Monday, October 10, 2016
The Wolf of Wall Street
A chronicle of life of Jordan Belfort. In '87, Jordan gets a job as a stockbroker on Wall Street, falling under the influence of Mark who tells him his job is to exploit the greed of buyers and persuade them to buy as many stocks as possible, and never sell them. However, the Black Monday crash leaves Jordan unepmoyed. He finds a job as a stockbroker on Long Island selling worthless "penny stocks" to middle class. However, he decides to sell to the upper class, founds his own company, "Stratton Oakmont" and uses a "pump and dump" scheme to get rich selling stocks. His partner becomes Donnie, while he marries blond Naomi. Jordan is investigated by the FBI for possible fraud, and thus deposits his money in a Swiss bank. He becomes a greedy slob, wasting money on drugs. He is finally arrested by the FBI, pleads guilty in '99 for stock market manipulation, snitches his co-workers and is sentenced to 3 years.

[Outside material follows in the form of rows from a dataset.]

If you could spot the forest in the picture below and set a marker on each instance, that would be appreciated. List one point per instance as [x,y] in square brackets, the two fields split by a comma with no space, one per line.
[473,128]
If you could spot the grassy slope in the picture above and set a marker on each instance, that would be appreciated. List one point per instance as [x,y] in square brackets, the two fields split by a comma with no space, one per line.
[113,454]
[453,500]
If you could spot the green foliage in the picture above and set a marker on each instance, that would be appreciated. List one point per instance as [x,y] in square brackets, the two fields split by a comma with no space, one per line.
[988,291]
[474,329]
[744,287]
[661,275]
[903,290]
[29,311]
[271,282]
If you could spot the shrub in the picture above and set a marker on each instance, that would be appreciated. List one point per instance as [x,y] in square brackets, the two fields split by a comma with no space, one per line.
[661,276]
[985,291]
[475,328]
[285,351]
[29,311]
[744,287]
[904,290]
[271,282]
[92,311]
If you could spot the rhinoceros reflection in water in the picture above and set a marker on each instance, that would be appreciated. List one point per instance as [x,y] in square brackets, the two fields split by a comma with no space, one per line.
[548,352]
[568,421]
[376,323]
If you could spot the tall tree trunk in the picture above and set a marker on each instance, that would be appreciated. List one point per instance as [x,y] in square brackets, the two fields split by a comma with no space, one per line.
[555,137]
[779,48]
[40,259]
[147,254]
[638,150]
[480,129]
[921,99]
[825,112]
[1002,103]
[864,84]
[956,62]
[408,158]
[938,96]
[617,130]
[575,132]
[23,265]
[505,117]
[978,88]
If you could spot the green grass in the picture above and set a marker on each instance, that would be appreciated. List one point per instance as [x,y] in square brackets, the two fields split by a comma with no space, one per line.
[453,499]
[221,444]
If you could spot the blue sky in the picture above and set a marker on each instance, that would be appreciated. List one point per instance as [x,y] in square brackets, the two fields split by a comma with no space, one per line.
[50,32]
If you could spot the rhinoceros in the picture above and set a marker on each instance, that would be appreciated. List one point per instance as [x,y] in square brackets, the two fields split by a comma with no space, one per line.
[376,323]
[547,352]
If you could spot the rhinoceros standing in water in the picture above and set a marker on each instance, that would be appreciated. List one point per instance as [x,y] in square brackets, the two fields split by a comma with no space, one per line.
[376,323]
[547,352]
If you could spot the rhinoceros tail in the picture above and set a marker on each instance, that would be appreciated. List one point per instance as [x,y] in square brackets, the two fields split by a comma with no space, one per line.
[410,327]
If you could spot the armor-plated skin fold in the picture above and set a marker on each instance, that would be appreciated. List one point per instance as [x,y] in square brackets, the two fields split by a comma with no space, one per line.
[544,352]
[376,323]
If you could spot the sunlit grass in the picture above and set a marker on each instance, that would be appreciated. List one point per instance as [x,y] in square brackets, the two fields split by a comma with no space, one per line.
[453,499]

Martin Scorsese's 23rd feature length film, "The Wolf of Wall Street" is one of several films that tackled the topic of finances and the stock market in the early 21st century, offering once again the master director's energetic, dazzling, risky style, yet a one that seems to have become slightly routine and predictable by this time. Basically, "The Wolf of Wall Street" is Scorsese's "Goodfellas" set in the financial world, and the storyline seems to follow the "rise-and-fall-and regret" scheme of the '90 film too closely - just like Henry Hill narrates his own life, from his first entry into the shady business, through the decadence of his business partners, up to his decision to cooperate with the authorities to catch the mafia, so does Jordan Belfort parallel the same old scheme with his life, and this seems like a rehash of old stereotypes, with only a few new ingredients in the recipe. Still, the first third of the film is excellent, a highly electrifying experience that shows Scorsese's morality play that arrives only after a very long period of darkness: take for instance the sequence where Jordan is asking Naomi to marry him - he is not proposing, he is basically buying her. The fact that he dumped his wife for her, a supermodel, and she dumped her boyfriend just to be with a rich 'sugar daddy', already undermines their misguided relationship without any true heart or love. Another good example is the sequence that shows how all of Jordan's employees are selling stocks over the phone to clients according to the same script, even turning pages away, while the camera cuts to another employee to finish the previous one's sentence. For Scorsese, these people became some sort of "financial Goreshists": they have too much money, and yet they want even more, which leads to endless arrogance and egoism, until this world collapses from gluttony, decadence and greed. He of course showed a lot of sequences involving drugs and sex, to demonstrate the appeal of the life of the anti-hero. The sequence where Jordan is drugged and has to crawl to his car and to his home because he is almost immobilised from the substance, is a little bit too much, though, and tells its message in a too explicit, uneven manner. A good, though overlong film that tends to repeat itself in the last third.